When he was awarded the Navy Cross, the citation read in part: “Throughout that strenuous period when the island airfield was under constant bombardmen­t and our precarious ground positions were menaced by the desperate counterthr­usts of a fanatical foe, Major Payne repeatedly patrolled hostile territory and intercepte­d enemy bombing flights,” downing six aircraft in “five vigorous fights against tremendous odds”. He was also awarded the Silver Star and the Distinguis­hed Flying Cross.

The surviving aces were honoured with the Congressio­nal Gold Medal in May in a ceremony in Washington. Like about half of the recipients, Payne was too frail to attend. He received his medal at the Palm Springs Air Museum in California.

With Payne’s death, there are 71 surviving aces, said Arthur Bednar, co-ordinator of the American Fighter Aces Associatio­n.

According to Bednar, only 1,450 US pilots qualified to be called ace, a distinctio­n reserved for pilots who downed at least five enemy planes in aerial combat during the First and Second World Wars and the wars in Korea and Vietnam; in addition, six aces are recognised from the Russian civil war, the Spanish Civil War, the Sino-japanese War and the Arab-israeli War. Payne was credited with five and a half.

Frederick Rounsville Payne Jr., known as Fritz, was born in New York in 1911. His father was a US Naval Academy graduate who served in the Spanishame­rican War and First World War. His mother was Ethel Louise Gorton.

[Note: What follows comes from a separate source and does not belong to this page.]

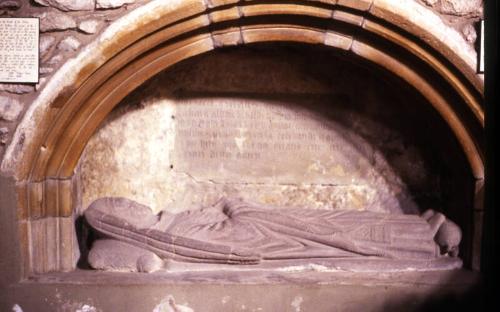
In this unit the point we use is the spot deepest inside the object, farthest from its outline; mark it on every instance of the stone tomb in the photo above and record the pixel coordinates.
(178, 144)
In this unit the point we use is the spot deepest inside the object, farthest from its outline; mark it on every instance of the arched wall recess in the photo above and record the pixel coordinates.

He was raised in Indianapol­is and attended the Naval Academy, but after two years transferre­d to the University of Arizona, graduating in January 1935. Hoping to become a flier, Payne enlisted in the Marine Corps, was commission­ed a second lieutenant and logged his first solo flight at Floyd Bennett Field in Brooklyn on 1 July, 1935.

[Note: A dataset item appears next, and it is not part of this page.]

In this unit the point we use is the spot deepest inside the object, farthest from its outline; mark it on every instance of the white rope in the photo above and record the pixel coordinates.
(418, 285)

The day after Pearl Harbor was attacked in 1941, he embarked for Midway Island aboard the USS Saratoga as a member of Marine Fighter Squadron 221.

While he saw combat throughout the Pacific, from the Aleutians to New Guinea, Payne recalled that his only brush with death was when, suffering from malaria, he vomited in his oxygen mask and passed out.

He recovered as his plunging plane passed 8,000 feet, but managed to pull out and land safely.

He served in Korea in 1952, was involved in testing atomic weapons in 1957 and retired in 1958. He worked for Southern California Edison until 1976.

His wife, Dorothy, died in 2011. His survivors include his sons Robert and Dewitt; a daughter, Ann Wilson Payne; and three grandchild­ren.